The Odd Women eBook

This eBook from the Gutenberg Project consists of approximately 529 pages of information about The Odd Women.

The Odd Women eBook

This eBook from the Gutenberg Project consists of approximately 529 pages of information about The Odd Women.

This was something like a personal rebuke.  Whether she so meant it, Barfoot could not determine.  He hoped she did, for the more personal their talk became the better he would be pleased.

‘I, for one,’ he said, ’very seldom urge that plea, whether in my own defence or another’s.  But it answers to a spirit we can’t altogether dispense with.  Don’t you feel ever so little regret that your severe logic prevailed?’

‘Not the slightest regret.’

Everard thought this answer magnificent.  He had anticipated some evasion.  However inappropriately, he was constrained to smile.

’How I admire your consistency!  We others are poor halting creatures in comparison.’

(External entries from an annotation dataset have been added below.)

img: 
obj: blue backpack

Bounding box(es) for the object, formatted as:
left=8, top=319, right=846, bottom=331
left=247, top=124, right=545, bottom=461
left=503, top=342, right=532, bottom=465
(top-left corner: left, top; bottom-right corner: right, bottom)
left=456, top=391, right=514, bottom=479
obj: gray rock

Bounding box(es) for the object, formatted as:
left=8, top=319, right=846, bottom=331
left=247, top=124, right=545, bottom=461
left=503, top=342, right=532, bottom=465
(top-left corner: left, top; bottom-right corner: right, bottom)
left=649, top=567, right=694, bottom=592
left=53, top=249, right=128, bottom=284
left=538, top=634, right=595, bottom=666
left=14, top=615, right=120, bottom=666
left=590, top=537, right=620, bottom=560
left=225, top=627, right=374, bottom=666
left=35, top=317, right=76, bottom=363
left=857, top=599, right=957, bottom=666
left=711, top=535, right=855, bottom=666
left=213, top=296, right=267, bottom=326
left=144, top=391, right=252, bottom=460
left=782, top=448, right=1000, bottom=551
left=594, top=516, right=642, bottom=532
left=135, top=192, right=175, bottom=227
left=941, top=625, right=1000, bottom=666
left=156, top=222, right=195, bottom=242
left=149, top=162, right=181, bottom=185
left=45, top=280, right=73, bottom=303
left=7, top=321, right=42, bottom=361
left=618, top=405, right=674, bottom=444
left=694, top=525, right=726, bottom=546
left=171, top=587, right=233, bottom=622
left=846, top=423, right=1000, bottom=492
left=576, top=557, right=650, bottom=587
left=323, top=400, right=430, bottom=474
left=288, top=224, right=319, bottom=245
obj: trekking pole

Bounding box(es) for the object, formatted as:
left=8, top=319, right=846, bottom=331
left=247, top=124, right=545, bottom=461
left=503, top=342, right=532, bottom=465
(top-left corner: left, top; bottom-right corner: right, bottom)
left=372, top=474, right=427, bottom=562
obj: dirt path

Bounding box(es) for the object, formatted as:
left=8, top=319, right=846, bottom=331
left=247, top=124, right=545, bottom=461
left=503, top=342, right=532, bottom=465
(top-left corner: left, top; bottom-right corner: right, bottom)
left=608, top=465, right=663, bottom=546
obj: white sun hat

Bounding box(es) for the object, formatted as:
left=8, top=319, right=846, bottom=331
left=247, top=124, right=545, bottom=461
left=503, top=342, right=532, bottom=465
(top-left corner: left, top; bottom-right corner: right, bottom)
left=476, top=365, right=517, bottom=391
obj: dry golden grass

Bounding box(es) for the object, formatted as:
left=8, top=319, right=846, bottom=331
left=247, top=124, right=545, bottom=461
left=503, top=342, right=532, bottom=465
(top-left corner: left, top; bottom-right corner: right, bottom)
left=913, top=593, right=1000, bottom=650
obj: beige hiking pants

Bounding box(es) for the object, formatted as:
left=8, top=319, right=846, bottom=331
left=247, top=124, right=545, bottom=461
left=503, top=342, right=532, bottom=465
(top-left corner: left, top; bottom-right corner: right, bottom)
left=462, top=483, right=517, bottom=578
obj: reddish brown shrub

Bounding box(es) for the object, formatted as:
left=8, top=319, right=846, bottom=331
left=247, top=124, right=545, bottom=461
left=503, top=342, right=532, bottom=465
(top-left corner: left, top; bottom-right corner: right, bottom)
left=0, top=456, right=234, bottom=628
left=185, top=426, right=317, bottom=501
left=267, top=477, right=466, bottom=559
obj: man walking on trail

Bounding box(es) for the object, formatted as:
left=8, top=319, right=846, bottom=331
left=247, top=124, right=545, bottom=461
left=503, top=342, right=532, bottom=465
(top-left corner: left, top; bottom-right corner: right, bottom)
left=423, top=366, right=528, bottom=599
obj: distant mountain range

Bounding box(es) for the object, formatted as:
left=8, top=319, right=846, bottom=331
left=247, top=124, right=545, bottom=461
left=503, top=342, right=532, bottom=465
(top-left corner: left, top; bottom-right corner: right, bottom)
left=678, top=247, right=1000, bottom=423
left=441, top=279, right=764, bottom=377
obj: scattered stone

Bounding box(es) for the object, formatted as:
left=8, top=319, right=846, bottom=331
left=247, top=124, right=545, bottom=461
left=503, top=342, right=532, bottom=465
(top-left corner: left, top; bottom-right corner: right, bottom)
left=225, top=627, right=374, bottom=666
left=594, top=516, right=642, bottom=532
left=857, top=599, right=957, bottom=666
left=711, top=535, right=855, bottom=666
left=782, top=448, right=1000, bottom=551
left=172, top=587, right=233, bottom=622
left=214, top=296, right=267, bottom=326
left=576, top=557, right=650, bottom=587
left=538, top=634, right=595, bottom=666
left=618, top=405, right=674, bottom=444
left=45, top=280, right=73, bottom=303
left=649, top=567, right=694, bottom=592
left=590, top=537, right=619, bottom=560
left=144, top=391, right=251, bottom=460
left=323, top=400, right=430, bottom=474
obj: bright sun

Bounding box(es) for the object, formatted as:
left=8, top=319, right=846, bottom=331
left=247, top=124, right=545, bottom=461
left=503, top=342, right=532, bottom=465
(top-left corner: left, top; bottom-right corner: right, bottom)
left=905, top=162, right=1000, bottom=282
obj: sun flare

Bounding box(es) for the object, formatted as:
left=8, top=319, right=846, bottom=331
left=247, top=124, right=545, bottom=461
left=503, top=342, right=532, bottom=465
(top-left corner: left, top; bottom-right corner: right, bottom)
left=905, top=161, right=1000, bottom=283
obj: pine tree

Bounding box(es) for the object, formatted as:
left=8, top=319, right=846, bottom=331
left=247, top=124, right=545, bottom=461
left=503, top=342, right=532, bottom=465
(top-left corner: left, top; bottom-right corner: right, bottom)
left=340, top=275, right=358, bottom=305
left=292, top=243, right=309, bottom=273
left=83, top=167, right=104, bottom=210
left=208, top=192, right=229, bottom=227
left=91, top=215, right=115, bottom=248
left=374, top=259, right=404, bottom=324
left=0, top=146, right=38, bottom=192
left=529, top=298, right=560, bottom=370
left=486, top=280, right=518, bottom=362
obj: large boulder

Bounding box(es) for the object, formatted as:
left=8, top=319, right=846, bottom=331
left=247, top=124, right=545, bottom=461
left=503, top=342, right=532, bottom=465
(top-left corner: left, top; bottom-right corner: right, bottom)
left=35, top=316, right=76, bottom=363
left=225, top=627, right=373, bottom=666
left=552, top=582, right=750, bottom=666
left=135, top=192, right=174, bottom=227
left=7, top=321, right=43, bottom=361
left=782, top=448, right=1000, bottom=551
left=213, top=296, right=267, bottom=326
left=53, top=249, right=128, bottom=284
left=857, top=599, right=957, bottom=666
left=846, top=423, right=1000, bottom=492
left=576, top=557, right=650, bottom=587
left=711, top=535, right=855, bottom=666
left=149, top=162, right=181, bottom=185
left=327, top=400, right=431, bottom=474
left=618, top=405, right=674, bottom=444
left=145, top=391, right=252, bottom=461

‘Mr. Barfoot,’ said Rhoda suddenly, ’I have had enough of this.  If your approval is sincere, I don’t ask for it.  If you are practising your powers of irony, I had rather you chose some other person.  I will go my way, if you please.’

She just bent her head, and left him.

Enough for the present.  Having raised his hat and turned on his heels, Barfoot strolled away in a mood of peculiar satisfaction.  He laughed to himself.  She was certainly a fine creature—­yes, physically as well.  Her out-of-door appearance on the whole pleased him; she could dress very plainly without disguising the advantages of figure she possessed.  He pictured her rambling about the hills, and longed to be her companion on such an expedition; there would be no consulting with feebleness, as when one sets forth to walk with the everyday woman.  What daring topics might come up in the course of a twenty-mile stretch across country!  No Grundyism in Rhoda Nunn; no simpering, no mincing of phrases.  Why, a man might do worse than secure her for his comrade through the whole journey of life.

Suppose he pushed his joke to the very point of asking her to marry him?  Undoubtedly she would refuse; but how enjoyable to watch the proud vigour of her freedom asserting itself!  Yet would not an offer of marriage be too commonplace?  Rather propose to her to share his life in a free union, without sanction of forms which neither for her nor him were sanction at all.  Was it too bold a thought?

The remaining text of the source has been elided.